If you don’t, you’re going to pay about the same, it’s going to take longer, and you risk both your cash flow and stock. If you source in the US, you get fast shipping (even fulfillment services) and may have superior quality.
You can work with US suppliers temporarily while production costs adjust in China.
#5 Minimize Customer Returns
Saving on shipping isn’t just sending your inventory. It’s what you pay when customers want to return your product. And while it’s fair to charge for shipping, you’re not going to get good feedback this way.
If you pay for returns, those people won’t leave bad reviews. If you don’t, they may not buy again. Improve product quality so that fewer people ask for them.
Set clear expectations on your product listing, from the images to customer FAQs. You don’t want to attract the wrong people, who will refund and hurt your profits.
#6 Keep Offering Free Shipping
The recent surge in shipping costs is no excuse to stop free-shipping offers. It’s actually more valuable for your customers because every other competitor is overcharging them. And as you build customer loyalty, your sales volume will outperform your shipping losses.
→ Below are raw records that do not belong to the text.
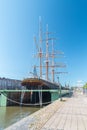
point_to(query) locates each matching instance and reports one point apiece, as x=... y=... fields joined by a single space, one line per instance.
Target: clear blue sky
x=19 y=23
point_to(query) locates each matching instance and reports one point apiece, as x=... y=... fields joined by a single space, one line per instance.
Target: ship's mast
x=47 y=54
x=40 y=48
x=52 y=62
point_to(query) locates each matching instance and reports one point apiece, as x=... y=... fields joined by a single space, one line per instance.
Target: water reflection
x=10 y=115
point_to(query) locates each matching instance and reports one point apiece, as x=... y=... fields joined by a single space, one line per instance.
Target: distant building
x=6 y=83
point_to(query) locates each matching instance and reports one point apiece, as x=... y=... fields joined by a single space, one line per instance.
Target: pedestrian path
x=69 y=114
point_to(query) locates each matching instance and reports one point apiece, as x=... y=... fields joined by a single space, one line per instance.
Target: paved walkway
x=67 y=115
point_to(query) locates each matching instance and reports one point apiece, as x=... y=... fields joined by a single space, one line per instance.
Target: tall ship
x=45 y=80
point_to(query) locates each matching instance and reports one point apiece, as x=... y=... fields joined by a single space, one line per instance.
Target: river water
x=10 y=115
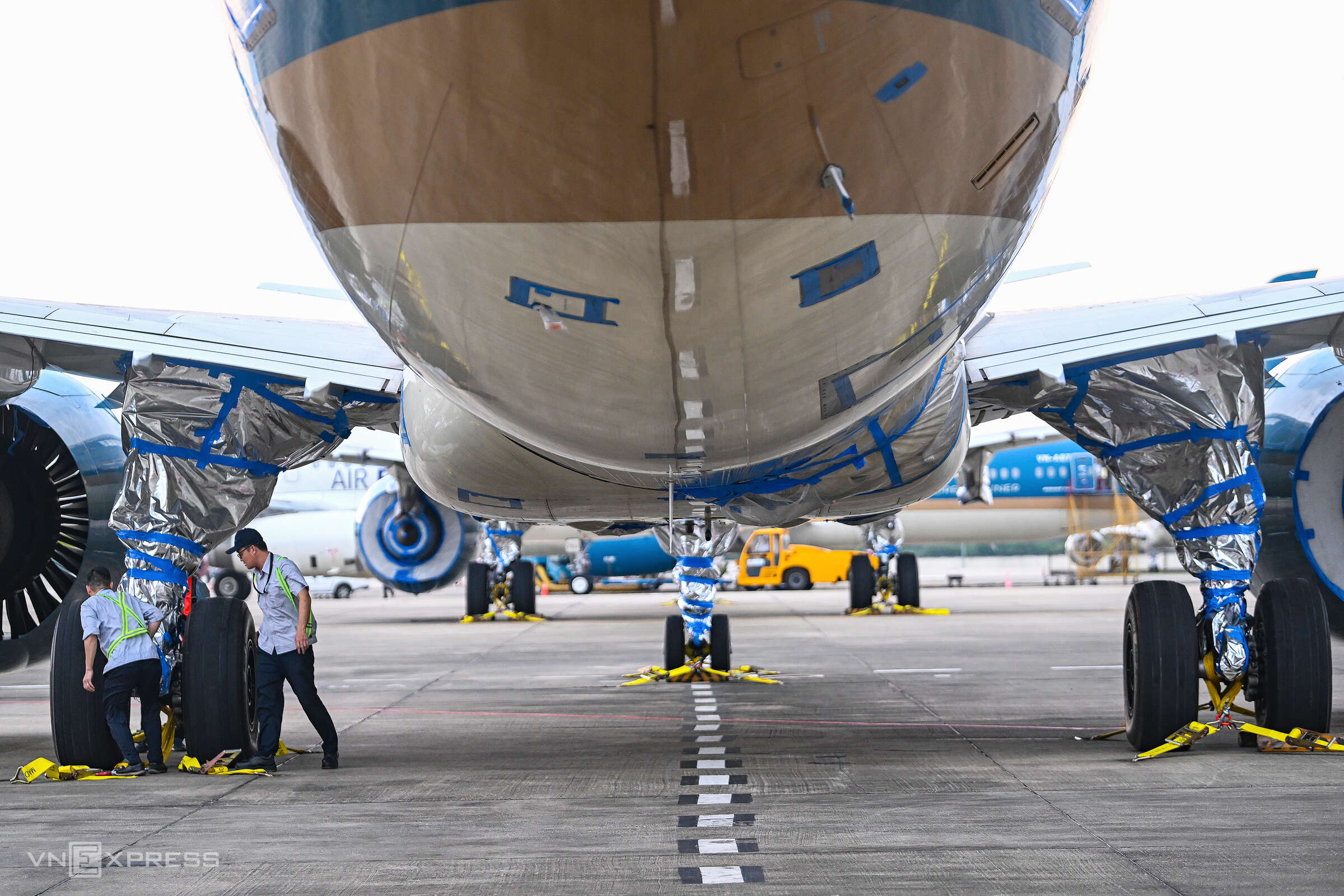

You can’t save money on sales you didn’t make. Offer free shipping to first-time buyers, so they buy again later. To minimize losses, you can offer “free shipping for orders over $80 (for example).”
#7 Reinvest in Product Design
If the only way to profit from your product is to cut shipping costs, you’re selling the wrong product. Any seller can do what you do, so expect market prices to fall, along with your profit margins.
If these shipping strategies help you profit, use that money to redesign your product. How can you differentiate your brand to charge premium prices? Can you get better materials, reviews, and images to become the no.1 choice?
When you achieve that status, people will happily pay +50% markups.
What It Means for Your Business
24 months later, it’s safe to say that high shipping prices are here to stay. Which isn’t a problem for big clients who can afford 1000s in inventory. But how do you deal with it as a small business owner?
Quit hoping for prices to come back down. Use the shared strategies to cut costs and improve your product to increase your profit margins. Shipping costs affect all sellers, so if you adapt, you beat the competitors who don’t.